“My ability to respond is limitless, but my ability to act is limited. I am one hundred percent responsible for everything I am and everything I am not, for my capacities and my incapacities, for my joys and my miseries. I am the one who determines the nature of my experience in this life and beyond. I am the maker of my life”
this is an excerpt from the book “Inner Engineering: a Yogi’s Guide to Joy” by sadhguru jaggi vasudev that amy and i have been reading together recently. though we are not even one hundred pages in yet, it is already a deeply empowering and eye opening book and i would recommend it. from the name,”Inner Engineering” one can already begin to understand it’s premise: that as humans we can cultivate, create and choose the life we live in the here and now. this concept is one of the driving forces behind the embracing of the yogic journey. amy wonderfully discussed this theme in her recent post perception>>>reality . the concept of controlling who you are in the world is empowering and sadhguru adds extremely insightful wisdom to this idea in how we view “responsibility.”
responsibility has always gotten a bad wrap. the more people, scenarios, or actions you are responsible for the more burdensome your life tends to be, at least conceptually. sadhguru says this is a misconception of what the word truly means. maybe I had heard this at some point in my life, but reading it again today breathed new life into the concept, but if you break down the actual word” responsibility” all it simply means is the ability to respond. if you are responsible for a situation, you have the ability to respond to that situation in the way you choose to. responsibility is not synonymous with action and it is definitely not reaction. as sadhguru says, “reactivity is enslavement. responsibility is freedom.” but instead responsibility offers you the choice of action in the way you want to choose how to act.
taking full responsibility of your life means taking control of how you respond to the situations around you. i feel like the the concept of cultivating your own reality can get misconstrued here. at first glance at the waves of the ocean of this concept, they look unorganized, frantic and unstable. just like the real waves of the ocean they are uncontrollable and chaotic. how are you supposed to control them? how are you supposed to create your own reality? you definitely cannot control what happens to you. in fact, the only constant in life is change. but you do have the ability to control your response to what happens to you. reactions might try to dictate how you view your reality and in turn hold you enslaved but learning to be responsible for your life and your own reality means being able to control how you view the changes that will inevitably happen to you and in turn dive below the chaotic waves of reaction and discover the peaceful waters underneath.
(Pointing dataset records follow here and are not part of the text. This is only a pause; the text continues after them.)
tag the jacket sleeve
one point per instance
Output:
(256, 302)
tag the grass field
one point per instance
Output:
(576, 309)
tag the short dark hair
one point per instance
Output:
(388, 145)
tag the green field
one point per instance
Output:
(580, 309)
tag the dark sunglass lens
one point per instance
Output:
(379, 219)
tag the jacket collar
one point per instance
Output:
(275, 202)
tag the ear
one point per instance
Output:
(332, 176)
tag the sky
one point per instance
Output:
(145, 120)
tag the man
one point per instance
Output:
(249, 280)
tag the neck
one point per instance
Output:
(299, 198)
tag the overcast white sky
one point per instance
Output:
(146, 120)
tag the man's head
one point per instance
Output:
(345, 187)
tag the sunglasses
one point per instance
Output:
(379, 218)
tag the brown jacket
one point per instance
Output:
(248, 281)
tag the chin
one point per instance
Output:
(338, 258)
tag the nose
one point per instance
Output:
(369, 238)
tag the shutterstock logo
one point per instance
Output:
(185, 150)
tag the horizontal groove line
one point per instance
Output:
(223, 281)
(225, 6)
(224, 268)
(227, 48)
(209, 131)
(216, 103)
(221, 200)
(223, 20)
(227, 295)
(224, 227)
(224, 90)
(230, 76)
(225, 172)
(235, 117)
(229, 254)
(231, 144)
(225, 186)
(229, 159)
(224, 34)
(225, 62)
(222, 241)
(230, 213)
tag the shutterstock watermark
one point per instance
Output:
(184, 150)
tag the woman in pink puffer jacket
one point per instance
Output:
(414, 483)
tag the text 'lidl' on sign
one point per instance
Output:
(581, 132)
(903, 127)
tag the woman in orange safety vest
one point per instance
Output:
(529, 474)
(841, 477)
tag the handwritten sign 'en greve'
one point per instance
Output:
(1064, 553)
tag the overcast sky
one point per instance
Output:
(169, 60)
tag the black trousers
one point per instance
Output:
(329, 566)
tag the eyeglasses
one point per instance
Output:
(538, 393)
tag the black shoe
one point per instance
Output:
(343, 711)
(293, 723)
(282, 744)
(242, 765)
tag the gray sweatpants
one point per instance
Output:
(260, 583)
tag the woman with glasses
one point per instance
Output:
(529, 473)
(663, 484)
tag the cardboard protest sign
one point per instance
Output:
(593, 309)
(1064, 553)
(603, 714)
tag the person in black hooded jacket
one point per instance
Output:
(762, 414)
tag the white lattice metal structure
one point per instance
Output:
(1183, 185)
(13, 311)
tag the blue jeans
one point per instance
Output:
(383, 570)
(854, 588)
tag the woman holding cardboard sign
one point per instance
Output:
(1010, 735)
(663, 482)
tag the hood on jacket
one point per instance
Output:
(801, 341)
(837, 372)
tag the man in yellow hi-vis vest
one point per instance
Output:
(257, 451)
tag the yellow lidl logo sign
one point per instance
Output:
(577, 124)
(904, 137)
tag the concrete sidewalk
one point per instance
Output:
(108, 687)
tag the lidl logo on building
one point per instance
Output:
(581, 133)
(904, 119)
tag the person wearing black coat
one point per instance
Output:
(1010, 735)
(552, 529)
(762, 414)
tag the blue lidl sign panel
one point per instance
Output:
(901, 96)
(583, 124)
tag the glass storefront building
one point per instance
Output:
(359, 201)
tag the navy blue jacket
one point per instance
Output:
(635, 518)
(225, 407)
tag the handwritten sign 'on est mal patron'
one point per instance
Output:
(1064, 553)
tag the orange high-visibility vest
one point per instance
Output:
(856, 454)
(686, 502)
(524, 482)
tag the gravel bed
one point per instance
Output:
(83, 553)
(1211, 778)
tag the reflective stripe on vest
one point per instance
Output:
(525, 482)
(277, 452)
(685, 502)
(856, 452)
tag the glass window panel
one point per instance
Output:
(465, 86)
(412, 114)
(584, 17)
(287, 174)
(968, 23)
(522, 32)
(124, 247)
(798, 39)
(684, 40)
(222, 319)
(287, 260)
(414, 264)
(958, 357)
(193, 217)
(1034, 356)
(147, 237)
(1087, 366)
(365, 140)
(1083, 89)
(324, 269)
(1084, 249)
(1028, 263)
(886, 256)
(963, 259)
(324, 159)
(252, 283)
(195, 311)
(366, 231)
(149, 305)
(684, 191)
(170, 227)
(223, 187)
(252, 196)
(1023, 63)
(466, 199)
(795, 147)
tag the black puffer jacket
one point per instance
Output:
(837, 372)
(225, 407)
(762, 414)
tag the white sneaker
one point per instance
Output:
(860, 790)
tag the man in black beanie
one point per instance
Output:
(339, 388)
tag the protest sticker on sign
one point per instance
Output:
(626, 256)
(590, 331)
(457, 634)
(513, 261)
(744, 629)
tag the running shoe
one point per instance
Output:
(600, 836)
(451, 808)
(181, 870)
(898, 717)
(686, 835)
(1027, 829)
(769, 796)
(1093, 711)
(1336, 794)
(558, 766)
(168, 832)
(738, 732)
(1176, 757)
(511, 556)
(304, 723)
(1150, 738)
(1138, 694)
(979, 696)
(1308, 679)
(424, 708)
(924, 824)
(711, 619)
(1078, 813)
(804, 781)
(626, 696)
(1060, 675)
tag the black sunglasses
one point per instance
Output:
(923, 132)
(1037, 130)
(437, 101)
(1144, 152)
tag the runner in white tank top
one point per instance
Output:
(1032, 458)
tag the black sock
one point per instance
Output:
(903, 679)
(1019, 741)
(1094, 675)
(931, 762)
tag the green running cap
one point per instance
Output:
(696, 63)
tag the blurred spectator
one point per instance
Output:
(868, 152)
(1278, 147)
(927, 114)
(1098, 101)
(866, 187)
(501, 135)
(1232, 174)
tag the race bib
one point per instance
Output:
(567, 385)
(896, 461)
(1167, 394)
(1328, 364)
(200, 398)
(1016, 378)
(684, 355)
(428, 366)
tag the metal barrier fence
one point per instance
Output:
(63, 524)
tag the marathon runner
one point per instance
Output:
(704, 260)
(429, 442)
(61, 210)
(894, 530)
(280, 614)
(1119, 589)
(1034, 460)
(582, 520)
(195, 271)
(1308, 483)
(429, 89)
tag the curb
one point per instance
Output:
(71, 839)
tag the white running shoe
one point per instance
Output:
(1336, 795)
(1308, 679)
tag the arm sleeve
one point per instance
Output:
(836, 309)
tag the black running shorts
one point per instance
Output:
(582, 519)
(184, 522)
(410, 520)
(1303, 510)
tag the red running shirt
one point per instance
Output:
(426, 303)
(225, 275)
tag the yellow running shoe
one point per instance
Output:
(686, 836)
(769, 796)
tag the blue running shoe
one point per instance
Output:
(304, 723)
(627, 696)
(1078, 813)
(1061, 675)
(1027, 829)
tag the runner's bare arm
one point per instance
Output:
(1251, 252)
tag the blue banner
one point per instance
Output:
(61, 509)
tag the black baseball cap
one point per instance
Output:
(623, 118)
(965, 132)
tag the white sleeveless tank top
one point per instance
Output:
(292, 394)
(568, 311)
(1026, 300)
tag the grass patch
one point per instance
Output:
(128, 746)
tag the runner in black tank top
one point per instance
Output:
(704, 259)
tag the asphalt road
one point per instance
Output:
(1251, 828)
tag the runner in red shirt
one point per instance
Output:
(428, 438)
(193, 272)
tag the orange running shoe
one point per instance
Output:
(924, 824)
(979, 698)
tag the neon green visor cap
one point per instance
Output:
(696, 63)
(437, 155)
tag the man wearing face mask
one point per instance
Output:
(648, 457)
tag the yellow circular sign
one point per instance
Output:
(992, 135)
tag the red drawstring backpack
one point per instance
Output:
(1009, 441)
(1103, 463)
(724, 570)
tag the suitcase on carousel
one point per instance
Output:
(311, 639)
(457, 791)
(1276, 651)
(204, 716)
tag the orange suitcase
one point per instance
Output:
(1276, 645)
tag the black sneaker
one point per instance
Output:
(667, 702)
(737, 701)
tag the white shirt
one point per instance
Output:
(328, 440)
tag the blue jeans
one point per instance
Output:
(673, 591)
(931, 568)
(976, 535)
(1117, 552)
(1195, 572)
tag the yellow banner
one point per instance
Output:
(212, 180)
with this mindset your responsibility is limitless. and having limitless responsibility is not burdensome as might first appear, it is freedom. being in control of how you respond to life, to death, to change is incredibly freeing, for you are no longer bound by emotional reactions that can cloud and constrict your vision. sadhguru goes into detail about how the most common and typically the first reaction that occurs through life is anger. and anger is only self-defeating. the actions that were derived from a reaction of anger are typically the most “idiotic and life negative things.” i think if you consciously look back on your life and recall the times you responded with anger to a moment in your life, it was not freeing, but restricting. sadhguru goes on to discuss how perceiving responsibility in this manner naturally begins to lead us to another word: love. i could be wrong, but i think everyone i could encounter and ask would say they want to be a loving person. easier said than done right? sometimes trying to become a loving person can be extremely hard and even come across pretentious. in fact, it seems easier to not love at all then to try to become loving. but this is because we have limited our responsibility. we have put up walls and borders around what situations we control our response to. becoming a loving person, does not involve putting up walls, shutting doors, or drawing boundaries. becoming a loving person means embracing a willingness to respond freely and openly to the life that happens to and around you. love is not something you do; it is just the way you are.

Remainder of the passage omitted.